Sprint 4: Automated QA

  • Phase 4.1: Compile check
  • Phase 4.2: Screenshot built pages with Playwright
  • Phase 4.3: Compare original vs built (structural + image + colour + content)
  • Phase 4 output: QA report JSON

Sprint 5: Fix Loop

  • Phase 5: Claude Vision comparison with dual screenshots
  • Loop controller: Phase 4 → 5 → 4 → 5 (max 3)
  • Fallback: flag for human review

Key Lessons from v1

  1. Never generate nav/footer per page. Generate once, share everywhere.
  2. Never give Claude 150 images to pick from. Map images to sections explicitly.
  3. Never hardcode colours in page prompts. Use CSS variables from a single source.
  4. Always verify before deploying. Screenshot comparison catches issues cheaply.
  5. The scraper is not the bottleneck anymore. The build agent prompt engineering is.
  6. One-shot generation doesn't work. An iterative loop with verification is necessary.
  7. Most pages need 1 fix pass, not 3. Target the 20% that fail, don't re-run everything.
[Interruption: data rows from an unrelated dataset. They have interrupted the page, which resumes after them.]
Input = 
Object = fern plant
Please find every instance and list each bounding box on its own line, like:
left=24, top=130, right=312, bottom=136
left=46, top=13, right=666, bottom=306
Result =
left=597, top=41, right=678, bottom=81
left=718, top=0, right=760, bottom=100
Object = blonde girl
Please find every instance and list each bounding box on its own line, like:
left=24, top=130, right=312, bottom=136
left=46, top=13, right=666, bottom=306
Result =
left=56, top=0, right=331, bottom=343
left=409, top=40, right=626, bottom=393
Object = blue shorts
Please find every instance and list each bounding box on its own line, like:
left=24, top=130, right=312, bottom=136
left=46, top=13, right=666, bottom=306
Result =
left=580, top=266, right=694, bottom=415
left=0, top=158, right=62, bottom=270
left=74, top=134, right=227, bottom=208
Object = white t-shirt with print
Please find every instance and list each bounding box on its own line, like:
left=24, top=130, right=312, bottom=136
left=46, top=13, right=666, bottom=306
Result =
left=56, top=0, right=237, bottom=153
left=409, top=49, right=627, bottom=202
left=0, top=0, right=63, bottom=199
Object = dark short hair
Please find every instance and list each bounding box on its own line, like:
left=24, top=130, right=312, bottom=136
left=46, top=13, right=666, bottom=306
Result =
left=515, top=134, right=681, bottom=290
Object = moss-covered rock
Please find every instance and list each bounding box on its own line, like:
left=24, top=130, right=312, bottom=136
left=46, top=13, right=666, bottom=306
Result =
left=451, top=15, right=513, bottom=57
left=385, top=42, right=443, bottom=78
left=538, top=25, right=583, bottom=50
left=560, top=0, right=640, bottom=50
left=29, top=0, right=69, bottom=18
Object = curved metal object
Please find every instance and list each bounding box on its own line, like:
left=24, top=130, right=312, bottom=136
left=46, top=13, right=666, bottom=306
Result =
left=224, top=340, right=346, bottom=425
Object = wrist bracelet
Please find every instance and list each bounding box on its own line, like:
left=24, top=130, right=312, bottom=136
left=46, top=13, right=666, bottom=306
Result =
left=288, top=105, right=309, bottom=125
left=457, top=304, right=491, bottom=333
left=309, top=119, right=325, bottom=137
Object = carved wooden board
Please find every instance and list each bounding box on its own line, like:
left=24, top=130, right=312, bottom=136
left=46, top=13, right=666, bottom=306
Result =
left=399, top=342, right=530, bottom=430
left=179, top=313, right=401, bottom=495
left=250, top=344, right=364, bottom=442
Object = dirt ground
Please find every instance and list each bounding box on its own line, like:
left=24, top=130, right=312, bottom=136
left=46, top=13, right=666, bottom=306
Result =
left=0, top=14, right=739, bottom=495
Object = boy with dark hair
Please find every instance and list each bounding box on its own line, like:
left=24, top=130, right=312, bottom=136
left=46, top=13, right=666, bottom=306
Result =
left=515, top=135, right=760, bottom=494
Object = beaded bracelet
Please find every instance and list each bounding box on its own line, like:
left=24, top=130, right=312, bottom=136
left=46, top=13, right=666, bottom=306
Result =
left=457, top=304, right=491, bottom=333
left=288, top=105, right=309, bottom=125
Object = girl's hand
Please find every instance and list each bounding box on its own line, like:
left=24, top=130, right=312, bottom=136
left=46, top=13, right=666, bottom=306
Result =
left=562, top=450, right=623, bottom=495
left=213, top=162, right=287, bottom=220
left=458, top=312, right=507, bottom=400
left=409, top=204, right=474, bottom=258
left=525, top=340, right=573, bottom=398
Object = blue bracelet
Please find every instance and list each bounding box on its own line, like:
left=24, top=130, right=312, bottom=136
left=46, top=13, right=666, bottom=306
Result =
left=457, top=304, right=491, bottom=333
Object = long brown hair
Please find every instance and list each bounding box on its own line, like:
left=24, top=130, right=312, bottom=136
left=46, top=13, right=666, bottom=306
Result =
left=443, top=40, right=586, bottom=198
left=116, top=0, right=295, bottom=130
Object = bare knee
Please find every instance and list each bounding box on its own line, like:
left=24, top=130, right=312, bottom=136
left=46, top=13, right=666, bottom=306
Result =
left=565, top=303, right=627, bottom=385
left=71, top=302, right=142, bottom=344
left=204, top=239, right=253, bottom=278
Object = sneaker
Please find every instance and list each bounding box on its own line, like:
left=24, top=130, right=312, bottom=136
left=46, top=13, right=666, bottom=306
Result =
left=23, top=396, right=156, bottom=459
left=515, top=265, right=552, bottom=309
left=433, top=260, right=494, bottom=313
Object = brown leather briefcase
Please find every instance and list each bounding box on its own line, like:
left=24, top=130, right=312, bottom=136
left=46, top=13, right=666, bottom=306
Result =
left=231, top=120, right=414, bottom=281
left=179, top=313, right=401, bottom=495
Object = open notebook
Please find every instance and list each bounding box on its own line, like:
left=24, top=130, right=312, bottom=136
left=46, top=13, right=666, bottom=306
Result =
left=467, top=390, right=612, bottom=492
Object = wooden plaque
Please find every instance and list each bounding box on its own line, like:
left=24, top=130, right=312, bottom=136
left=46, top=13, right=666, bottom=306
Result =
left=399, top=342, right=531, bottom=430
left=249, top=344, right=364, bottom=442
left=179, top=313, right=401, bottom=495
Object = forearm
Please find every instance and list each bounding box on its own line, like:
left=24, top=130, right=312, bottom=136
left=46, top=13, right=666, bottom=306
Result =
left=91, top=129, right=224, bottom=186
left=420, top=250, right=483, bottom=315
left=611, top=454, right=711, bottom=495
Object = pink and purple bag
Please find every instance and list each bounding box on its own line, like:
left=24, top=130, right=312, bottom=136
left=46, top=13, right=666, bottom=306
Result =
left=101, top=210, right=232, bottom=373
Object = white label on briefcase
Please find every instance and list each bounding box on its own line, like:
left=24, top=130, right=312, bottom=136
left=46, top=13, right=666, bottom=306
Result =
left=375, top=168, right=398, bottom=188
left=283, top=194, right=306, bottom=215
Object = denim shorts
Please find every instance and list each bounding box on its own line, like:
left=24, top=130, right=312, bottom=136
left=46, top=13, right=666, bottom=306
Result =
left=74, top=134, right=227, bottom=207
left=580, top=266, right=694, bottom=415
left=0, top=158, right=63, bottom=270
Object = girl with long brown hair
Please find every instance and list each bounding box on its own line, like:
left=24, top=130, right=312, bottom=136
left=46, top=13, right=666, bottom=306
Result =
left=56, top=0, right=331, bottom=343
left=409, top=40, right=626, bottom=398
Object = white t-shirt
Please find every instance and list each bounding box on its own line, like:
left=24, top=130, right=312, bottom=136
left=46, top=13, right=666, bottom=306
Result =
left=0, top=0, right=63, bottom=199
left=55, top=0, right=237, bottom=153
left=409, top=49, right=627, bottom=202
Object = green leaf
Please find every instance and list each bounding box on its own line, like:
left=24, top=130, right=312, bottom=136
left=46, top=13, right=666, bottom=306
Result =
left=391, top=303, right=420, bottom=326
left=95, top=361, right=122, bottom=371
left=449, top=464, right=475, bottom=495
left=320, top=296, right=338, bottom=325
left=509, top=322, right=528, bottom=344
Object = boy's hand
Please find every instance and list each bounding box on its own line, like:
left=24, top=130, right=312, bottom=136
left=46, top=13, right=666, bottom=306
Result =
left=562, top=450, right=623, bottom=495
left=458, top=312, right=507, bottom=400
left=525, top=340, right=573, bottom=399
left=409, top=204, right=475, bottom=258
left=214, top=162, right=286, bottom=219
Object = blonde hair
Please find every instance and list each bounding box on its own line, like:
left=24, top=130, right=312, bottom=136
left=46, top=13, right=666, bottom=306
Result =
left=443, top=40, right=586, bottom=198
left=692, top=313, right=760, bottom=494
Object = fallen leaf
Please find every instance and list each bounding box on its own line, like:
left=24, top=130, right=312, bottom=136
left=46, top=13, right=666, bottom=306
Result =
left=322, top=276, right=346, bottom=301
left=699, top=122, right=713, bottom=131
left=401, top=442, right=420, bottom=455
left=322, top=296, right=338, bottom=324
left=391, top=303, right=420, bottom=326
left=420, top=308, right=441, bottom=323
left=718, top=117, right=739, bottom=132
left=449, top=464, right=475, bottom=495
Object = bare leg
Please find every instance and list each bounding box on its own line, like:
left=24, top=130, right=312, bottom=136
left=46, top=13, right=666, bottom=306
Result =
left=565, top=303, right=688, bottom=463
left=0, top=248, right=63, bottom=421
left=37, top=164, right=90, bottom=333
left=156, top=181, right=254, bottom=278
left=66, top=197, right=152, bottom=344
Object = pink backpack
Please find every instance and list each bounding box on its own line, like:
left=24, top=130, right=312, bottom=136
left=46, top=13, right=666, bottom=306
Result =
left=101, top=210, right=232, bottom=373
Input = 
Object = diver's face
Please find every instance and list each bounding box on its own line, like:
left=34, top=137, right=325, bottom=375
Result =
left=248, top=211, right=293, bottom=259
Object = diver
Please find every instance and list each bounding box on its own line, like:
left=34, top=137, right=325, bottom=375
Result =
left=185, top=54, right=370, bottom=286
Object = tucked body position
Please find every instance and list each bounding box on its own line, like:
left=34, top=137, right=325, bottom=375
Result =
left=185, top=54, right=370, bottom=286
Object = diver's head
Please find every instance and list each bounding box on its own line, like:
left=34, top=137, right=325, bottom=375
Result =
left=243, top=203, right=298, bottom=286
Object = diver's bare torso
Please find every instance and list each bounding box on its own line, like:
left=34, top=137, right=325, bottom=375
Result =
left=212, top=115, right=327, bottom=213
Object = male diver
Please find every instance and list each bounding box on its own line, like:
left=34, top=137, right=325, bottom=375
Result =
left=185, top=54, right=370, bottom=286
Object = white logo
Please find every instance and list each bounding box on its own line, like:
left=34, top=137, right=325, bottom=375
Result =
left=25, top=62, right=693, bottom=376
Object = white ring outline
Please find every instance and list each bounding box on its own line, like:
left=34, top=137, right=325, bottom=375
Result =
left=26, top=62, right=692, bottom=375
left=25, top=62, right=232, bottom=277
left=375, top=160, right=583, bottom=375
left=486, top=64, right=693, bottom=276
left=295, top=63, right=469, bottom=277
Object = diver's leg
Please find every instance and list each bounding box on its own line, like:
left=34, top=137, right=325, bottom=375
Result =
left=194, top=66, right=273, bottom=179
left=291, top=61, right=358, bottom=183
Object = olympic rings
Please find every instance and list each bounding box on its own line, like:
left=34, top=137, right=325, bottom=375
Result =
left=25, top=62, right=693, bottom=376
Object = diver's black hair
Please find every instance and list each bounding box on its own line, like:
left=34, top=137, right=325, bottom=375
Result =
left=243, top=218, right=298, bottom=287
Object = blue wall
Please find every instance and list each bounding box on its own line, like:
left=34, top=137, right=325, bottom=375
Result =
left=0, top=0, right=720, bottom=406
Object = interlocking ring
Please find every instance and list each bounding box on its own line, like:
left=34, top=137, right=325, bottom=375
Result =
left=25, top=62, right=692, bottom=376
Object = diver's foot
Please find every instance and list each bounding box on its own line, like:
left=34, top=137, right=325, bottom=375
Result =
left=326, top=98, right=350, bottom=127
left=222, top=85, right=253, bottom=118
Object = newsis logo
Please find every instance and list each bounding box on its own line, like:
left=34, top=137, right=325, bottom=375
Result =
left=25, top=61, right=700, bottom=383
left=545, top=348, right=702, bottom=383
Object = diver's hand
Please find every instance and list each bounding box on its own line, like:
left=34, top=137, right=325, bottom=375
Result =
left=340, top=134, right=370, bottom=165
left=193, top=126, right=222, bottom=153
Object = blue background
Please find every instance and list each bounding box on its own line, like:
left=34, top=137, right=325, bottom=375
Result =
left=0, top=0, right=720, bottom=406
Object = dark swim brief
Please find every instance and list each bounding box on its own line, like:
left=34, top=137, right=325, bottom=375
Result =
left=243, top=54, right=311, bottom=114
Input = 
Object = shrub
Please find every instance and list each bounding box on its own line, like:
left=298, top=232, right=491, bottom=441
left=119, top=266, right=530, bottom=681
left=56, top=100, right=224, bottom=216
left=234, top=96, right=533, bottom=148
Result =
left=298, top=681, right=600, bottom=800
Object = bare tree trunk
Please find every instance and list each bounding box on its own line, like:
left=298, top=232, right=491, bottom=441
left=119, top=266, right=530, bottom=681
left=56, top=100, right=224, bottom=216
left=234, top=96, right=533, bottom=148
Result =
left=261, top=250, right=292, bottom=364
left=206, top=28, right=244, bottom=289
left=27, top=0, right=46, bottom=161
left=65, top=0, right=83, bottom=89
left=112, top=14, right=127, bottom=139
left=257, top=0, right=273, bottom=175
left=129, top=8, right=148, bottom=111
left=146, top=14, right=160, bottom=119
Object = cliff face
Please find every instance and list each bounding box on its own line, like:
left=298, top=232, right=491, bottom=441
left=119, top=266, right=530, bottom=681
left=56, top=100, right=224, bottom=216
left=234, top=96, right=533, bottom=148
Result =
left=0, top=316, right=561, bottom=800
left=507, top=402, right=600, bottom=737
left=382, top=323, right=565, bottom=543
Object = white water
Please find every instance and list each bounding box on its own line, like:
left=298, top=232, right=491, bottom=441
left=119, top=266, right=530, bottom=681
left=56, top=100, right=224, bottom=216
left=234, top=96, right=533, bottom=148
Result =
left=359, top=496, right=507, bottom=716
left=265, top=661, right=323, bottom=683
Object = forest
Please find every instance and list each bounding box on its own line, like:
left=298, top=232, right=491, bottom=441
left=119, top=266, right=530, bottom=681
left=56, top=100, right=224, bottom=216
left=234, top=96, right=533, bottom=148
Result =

Scraper Gap: Multi-Nav Detection

The Waterford site has TWO <nav> elements (left + right of logo). Our scraper only captures the first <nav>. This needs fixing:

  • Update content.js to capture ALL <nav> elements
  • Tag them with position info (left/right) or merge into a single nav tree
  • Also capture nav items from <header> that aren't inside <nav> (Wix sometimes puts links outside nav)

This is a Phase 1 fix that will improve all downstream phases.